Rep. Payne, Jr. Votes to Save Child Care

July 30, 2020
Press Release

Media Contact:  Patrick Wright   --  Patrick.Wright@mail.house.gov

Washington, D.C. — Congressman Donald M. Payne, Jr. voted for two bills late yesterday to provide emergency funding to child-care providers to keep them open during the coronavirus global pandemic.  The first bill, the Child Care is Essential Act (H.R. 7027), would create a $50 billion Child Care Stabilization Fund to provide grants to child-care providers to support them to reopen and operate safely.  The second bill, the Child Care for Economic Recovery Act (H.R. 7327), would allocate funds for the child-care needs of essential workers during this pandemic. 

We need to support the child-care needs of our American families and essential workers during this public health and economic crisis,” said Congressman Donald M. Payne, Jr.  “But this is only the first step.  We need to include funding in future coronavirus stimulus packages to protect child-care facilities nationwide before they go out of business.  Americans are going to need quality, affordable childcare once we reopen safely and completely.”      

Childcare has become a significant issue in America as thousands of providers struggle to survive the coronavirus crisis.  The Child Care is Essential Act would provide desperately-needed funds and grants to child-care providers to maintain employee benefits and salaries; train employees on health and safety standards to keep children and employees safe; make mortgage, rent, and utility payments; and modify child care services as needed as a result of the pandemic. 

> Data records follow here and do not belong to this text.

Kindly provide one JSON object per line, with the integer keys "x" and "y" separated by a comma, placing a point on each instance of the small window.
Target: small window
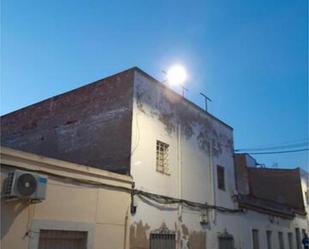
{"x": 220, "y": 177}
{"x": 51, "y": 239}
{"x": 269, "y": 239}
{"x": 162, "y": 157}
{"x": 226, "y": 242}
{"x": 162, "y": 241}
{"x": 290, "y": 239}
{"x": 255, "y": 239}
{"x": 281, "y": 241}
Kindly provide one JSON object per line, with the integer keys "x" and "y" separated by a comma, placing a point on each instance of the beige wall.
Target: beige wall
{"x": 69, "y": 205}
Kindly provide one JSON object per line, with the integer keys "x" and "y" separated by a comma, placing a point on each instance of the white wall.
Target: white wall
{"x": 161, "y": 115}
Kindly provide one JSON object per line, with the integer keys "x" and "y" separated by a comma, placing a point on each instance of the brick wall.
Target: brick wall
{"x": 90, "y": 125}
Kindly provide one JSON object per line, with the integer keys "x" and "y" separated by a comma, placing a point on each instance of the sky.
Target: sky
{"x": 249, "y": 57}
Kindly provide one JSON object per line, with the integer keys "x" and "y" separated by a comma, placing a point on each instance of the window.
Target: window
{"x": 162, "y": 157}
{"x": 255, "y": 239}
{"x": 281, "y": 242}
{"x": 269, "y": 239}
{"x": 303, "y": 231}
{"x": 298, "y": 239}
{"x": 162, "y": 240}
{"x": 226, "y": 242}
{"x": 290, "y": 240}
{"x": 50, "y": 239}
{"x": 220, "y": 177}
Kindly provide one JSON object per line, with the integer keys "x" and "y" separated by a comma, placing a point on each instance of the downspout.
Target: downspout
{"x": 213, "y": 182}
{"x": 179, "y": 161}
{"x": 179, "y": 164}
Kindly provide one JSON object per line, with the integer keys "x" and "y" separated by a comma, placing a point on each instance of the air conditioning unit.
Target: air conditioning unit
{"x": 25, "y": 185}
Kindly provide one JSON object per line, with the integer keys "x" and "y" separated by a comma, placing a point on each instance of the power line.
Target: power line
{"x": 276, "y": 147}
{"x": 278, "y": 152}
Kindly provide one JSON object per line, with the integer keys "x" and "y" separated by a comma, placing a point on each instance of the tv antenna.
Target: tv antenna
{"x": 206, "y": 99}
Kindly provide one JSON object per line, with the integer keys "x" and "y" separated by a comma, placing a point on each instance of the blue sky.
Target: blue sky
{"x": 250, "y": 57}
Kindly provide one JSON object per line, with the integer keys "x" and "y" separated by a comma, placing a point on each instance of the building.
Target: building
{"x": 83, "y": 208}
{"x": 180, "y": 157}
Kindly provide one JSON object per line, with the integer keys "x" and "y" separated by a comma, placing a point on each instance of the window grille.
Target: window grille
{"x": 51, "y": 239}
{"x": 220, "y": 177}
{"x": 162, "y": 157}
{"x": 162, "y": 241}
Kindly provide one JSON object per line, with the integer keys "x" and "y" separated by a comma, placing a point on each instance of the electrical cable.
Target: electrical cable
{"x": 162, "y": 199}
{"x": 275, "y": 147}
{"x": 278, "y": 152}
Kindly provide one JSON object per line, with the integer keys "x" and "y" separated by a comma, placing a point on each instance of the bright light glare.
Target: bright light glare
{"x": 176, "y": 75}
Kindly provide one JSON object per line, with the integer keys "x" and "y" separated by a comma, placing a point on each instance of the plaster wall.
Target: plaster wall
{"x": 101, "y": 211}
{"x": 198, "y": 143}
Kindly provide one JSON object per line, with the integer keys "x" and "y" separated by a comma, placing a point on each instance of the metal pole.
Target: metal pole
{"x": 206, "y": 99}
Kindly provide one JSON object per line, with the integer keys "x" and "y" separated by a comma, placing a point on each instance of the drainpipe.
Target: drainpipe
{"x": 179, "y": 166}
{"x": 213, "y": 182}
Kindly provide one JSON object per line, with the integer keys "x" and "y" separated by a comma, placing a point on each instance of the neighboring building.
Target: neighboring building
{"x": 83, "y": 208}
{"x": 181, "y": 159}
{"x": 276, "y": 200}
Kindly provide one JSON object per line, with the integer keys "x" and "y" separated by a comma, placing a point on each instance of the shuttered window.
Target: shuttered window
{"x": 59, "y": 239}
{"x": 162, "y": 241}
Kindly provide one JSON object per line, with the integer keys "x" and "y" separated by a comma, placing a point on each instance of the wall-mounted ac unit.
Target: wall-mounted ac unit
{"x": 25, "y": 185}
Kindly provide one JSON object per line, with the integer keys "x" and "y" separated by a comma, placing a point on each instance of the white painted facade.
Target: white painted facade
{"x": 196, "y": 147}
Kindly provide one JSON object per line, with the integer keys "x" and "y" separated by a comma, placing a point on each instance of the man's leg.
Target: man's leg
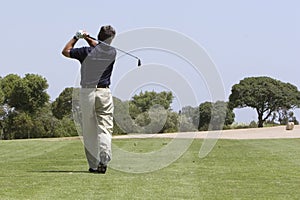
{"x": 89, "y": 126}
{"x": 104, "y": 112}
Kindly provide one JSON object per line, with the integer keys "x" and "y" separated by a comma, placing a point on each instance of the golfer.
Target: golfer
{"x": 96, "y": 103}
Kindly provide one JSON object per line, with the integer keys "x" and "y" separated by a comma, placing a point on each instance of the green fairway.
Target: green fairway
{"x": 235, "y": 169}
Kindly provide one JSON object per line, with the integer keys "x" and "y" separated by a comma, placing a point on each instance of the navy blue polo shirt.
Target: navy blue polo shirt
{"x": 96, "y": 64}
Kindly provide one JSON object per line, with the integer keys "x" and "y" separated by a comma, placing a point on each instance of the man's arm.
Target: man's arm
{"x": 90, "y": 41}
{"x": 70, "y": 45}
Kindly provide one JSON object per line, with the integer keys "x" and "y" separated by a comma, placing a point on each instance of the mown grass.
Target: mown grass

The Child Care for Economic Recovery Act would help essential workers access childcare and adult day care as well as provide grants to states to adapt, expand, and reconfigure child-care facilities and infrastructure in response to coronavirus.  In addition, the bill makes the child and dependent care tax credit fully refundable, increases the guaranteed funding level to states from $2.9 billion to $10 billion per year for the next four years and waives the requirement that states match the new funding in 2020 and 2021.  Also, it protects qualified child-care facilities from closure with a 50 percent refundable payroll tax credit for rent, mortgage, and utility costs.